Yeraltı kaynakları bakımından oldukça zengin sayılan Doğu Anadolu Bölgesi’nde Afşin ve Elbistan’da linyit, Hekimhan ve Divriği yörelerinde bakır, Guleman yöresinde krom, Maden yöresinde bakır, Keban ve Baskil yöresinde de gümüşlü kurşun yatakları vardır. Keban ve Karakaya hidroelektrik, AfşinElbistan termik santralları bölgenin başlıca enerji üretim kuruluşlarıdır.

Tarımsal alanları kısıtlı, sanayi işyerleri yetersiz olan bölge halkının artan nüfusu içinde işsiz kalan kesimi, ülkenin ekonomikolanakları daha gelişmiş olan yörelerine göç etmek zorunda kalmaktadır.


Bölgenin Türkiye Ekonomisindeki Yeri:
Doğu Anadolu yurdun en geniş ama en tenha ve en geri kalmış bölgesidir.
Bu bölgenin yurt ekonomisine en büyük katkısı canlı hayvan ve hayvan ürünleri ihracatı alanındadır. Yurdumuzdaki küçükbaş hayvanların %21’si, sığırların %25’i bu bölgede yetiştirilir.
Toprak ürünleri bakımından yurt ekonomisine katkısı azdır.

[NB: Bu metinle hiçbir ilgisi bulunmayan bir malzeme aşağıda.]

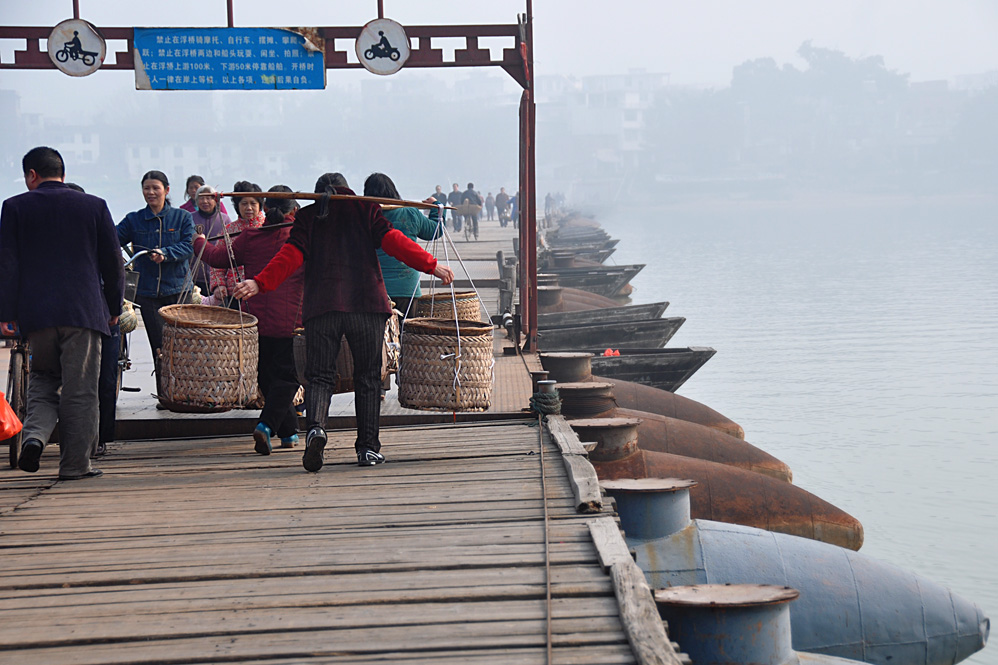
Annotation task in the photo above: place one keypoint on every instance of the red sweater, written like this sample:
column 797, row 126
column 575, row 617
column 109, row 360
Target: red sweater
column 278, row 311
column 342, row 272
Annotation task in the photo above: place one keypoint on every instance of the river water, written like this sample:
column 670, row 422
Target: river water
column 857, row 340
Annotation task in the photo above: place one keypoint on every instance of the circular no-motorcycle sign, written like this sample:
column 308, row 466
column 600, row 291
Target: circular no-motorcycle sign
column 382, row 46
column 76, row 48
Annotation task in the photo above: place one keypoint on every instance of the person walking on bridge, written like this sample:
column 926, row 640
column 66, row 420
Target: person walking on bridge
column 61, row 284
column 344, row 295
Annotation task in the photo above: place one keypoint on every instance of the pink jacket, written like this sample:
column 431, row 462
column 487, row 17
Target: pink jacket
column 278, row 311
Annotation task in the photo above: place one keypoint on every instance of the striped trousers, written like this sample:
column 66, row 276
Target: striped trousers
column 365, row 331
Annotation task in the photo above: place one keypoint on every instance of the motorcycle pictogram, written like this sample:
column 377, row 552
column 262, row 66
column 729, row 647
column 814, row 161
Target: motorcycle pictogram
column 382, row 49
column 74, row 49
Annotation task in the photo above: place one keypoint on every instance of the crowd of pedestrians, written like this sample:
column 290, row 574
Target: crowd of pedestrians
column 329, row 267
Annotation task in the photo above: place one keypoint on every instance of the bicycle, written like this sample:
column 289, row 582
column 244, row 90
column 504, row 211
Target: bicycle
column 124, row 361
column 17, row 391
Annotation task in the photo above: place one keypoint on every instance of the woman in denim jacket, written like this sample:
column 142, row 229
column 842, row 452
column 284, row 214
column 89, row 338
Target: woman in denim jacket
column 168, row 234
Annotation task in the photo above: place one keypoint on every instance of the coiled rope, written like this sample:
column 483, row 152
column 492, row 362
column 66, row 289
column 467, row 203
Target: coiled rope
column 545, row 404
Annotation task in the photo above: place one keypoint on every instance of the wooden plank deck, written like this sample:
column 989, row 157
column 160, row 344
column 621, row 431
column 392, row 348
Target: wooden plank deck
column 200, row 551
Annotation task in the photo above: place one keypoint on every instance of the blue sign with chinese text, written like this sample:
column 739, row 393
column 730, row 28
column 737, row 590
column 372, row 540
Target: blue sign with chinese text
column 227, row 59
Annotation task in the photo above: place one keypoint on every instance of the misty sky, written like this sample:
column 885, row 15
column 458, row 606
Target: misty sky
column 696, row 42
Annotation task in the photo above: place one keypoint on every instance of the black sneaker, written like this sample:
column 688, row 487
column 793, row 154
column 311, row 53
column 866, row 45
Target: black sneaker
column 31, row 452
column 368, row 457
column 315, row 443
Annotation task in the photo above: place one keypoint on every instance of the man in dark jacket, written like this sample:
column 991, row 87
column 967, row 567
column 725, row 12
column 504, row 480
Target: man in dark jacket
column 472, row 198
column 344, row 295
column 57, row 246
column 454, row 200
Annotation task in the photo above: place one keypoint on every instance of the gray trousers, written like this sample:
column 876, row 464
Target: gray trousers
column 67, row 358
column 365, row 331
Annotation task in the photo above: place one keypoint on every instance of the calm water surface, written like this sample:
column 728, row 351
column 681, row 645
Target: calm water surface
column 858, row 342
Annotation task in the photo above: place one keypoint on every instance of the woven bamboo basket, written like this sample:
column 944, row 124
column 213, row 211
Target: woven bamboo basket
column 441, row 306
column 209, row 358
column 429, row 360
column 344, row 361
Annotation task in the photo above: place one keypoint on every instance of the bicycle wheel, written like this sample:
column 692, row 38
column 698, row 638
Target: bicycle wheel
column 17, row 397
column 122, row 361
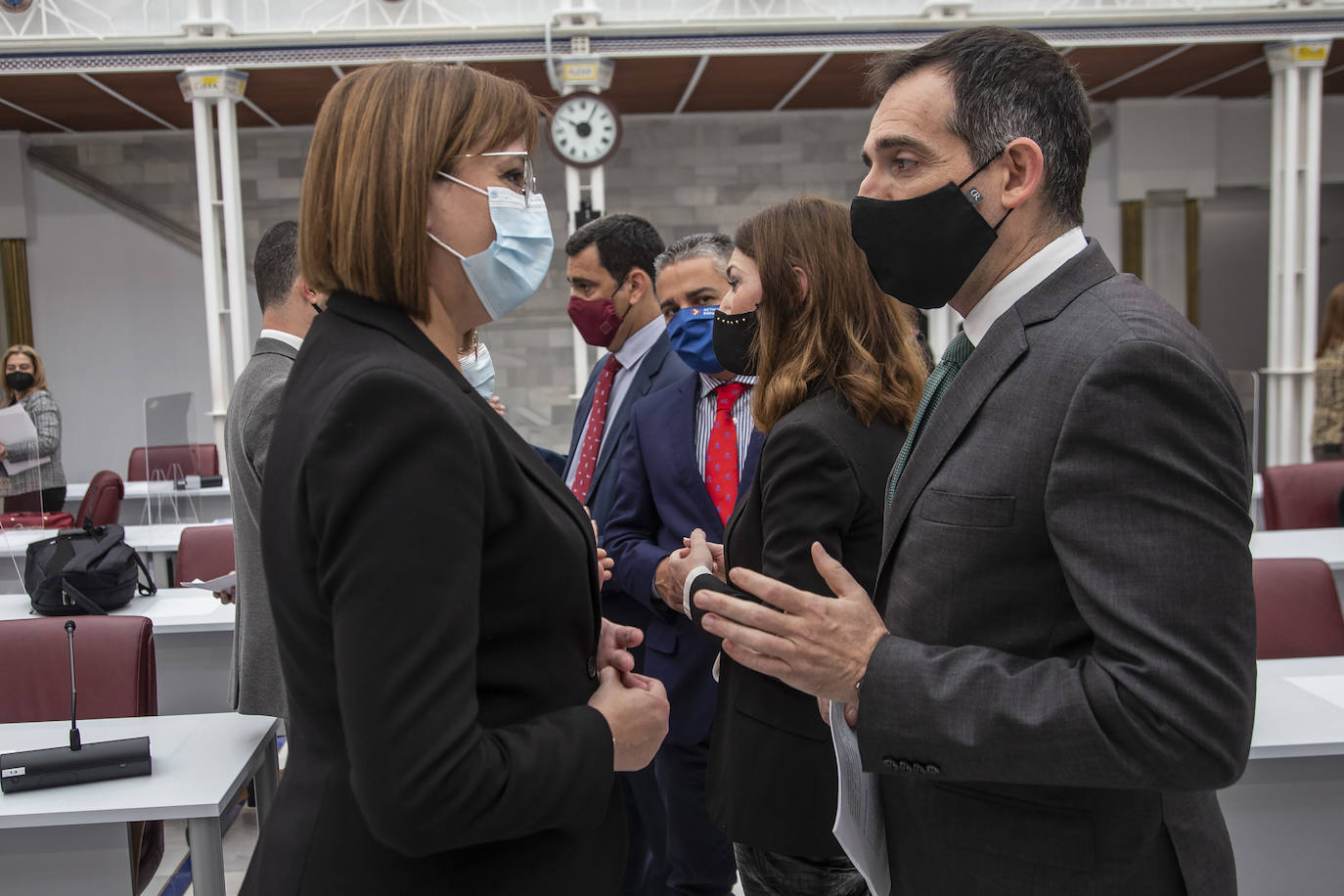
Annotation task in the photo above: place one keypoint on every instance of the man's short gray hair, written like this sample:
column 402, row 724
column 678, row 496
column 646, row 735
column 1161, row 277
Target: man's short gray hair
column 717, row 247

Madencilik alanında yurt ekonomisine katkısı önemlidir: Tüm yurtta çıkarılan bakırın %50’si, kromun %70’i, demirin %75’i, mabünganezin %35’i, baritin %75’i, çinko ve kayatuzunun önemli bir kısmı bu bölgeden elde edilir. Bölgenin maden yatakları zengindir.

Bölgenin elektrik enerjisi üretimindeki payı büyüktür. Sadece Keban santrali tüm Türkiye üretiminin %25’ini gerçekleştirmektedir. Yapımı devam eden yeni hidroelektrik santralleri bittiğinde, bölge bu yönüyle çok daha büyük bir önem kazanacaktır. Türkiye’de hidroelektrik üretimine elverişli akarsu potansiyelinin üçte biri bu bölgede bulunmaktadır.